EPA photo showing UNHCR staff members while they erect tents at a camp for refugees forced to flee their homes in Erbil, Iraq
EPA photo showing UNHCR staff members while they erect tents at a camp for refugees forced to flee their homes in Erbil, Iraq

A new data center to be built by the World Bank Group and the UNHCR intends to improve access to information on forced migrants, refugees and host communities.

According to the UN High Commissioner for Refugees, the new center, which is expected to be ready by mid-2018, ''will enable a better informed and more sustainable response to forced displacement, underpinning a coordinated humanitarian-development approach'', bringing together the role of the main institution for data on refugees, UNHCR, and the World Bank Group's experience in strengthening governments' statistics skills.
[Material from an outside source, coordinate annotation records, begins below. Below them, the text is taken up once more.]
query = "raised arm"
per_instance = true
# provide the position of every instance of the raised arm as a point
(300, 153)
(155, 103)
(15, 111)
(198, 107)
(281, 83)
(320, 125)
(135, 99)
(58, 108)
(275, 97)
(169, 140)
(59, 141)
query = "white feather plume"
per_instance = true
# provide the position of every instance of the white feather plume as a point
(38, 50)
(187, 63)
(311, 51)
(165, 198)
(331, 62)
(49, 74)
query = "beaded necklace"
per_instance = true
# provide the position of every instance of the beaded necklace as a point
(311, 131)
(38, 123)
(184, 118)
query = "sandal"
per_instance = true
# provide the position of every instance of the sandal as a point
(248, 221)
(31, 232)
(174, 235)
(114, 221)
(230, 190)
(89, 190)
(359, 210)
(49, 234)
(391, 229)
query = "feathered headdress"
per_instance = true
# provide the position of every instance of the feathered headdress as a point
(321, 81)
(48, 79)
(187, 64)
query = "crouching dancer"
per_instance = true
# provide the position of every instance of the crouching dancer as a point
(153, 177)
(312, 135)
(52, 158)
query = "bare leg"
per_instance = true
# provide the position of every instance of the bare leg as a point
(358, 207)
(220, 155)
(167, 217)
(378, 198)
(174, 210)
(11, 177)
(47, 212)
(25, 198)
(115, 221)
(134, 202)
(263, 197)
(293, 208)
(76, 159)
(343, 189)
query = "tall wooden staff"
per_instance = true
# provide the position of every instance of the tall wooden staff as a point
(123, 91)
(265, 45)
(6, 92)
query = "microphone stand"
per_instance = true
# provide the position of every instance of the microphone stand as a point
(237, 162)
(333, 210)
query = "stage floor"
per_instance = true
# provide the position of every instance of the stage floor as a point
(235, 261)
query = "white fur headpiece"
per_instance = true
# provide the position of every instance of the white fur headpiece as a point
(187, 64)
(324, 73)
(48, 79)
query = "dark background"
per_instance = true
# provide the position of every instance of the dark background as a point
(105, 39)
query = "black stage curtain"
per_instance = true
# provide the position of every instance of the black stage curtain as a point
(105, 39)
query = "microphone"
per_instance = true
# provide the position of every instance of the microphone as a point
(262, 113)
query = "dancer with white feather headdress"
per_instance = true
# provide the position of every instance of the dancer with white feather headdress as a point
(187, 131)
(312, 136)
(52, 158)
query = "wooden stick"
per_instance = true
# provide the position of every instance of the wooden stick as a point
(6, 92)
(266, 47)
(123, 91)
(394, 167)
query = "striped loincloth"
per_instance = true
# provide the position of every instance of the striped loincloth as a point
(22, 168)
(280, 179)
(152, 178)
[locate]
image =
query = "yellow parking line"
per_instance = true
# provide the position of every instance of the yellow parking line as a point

 ''The scale, complexity and speed of today's refugee crises mean we can no longer afford to respond through humanitarian action alone. It is more important than ever to mobilize resources and plan for the longer term from the beginning.This is why early access to reliable data for development partners like the World Bank is so important,'' stressed United Nations High Commissioner for Refugees Filippo Grandi. ''When resources are scarce all efforts should be made to get help to those who need it. Improving data and evidence is critical to ensure that these resources are used efficiently and effectively,'' added World Bank Group CEO Kristalina Georgieva.

Information to promote better policies 

The new data center will focus on collecting data on refugees, internally displaced and other groups, including host communities. The UNHCR has said that the project aims to "ensure population and socioeconomic data are systematically collected and analyzed", "facilitate open access to forced displacement data, while ensuring the integrity of the legal protection framework", "promote innovations to enhance forced displacement data through satellite imagery, cell phones, and other new technologies", and "strengthen the global data collection system, establishing common norms, definitions, and methodologies, and support efforts to fortify country systems where necessary". 

The two institutions noted that the data ''will allow for a dramatic scaling up of such critical analytical work, which is essential as the WBG and UNHCR collaborate to support both refugees and host communities". The information will also be made available to institutions "to improve programs and projects on forced displacement".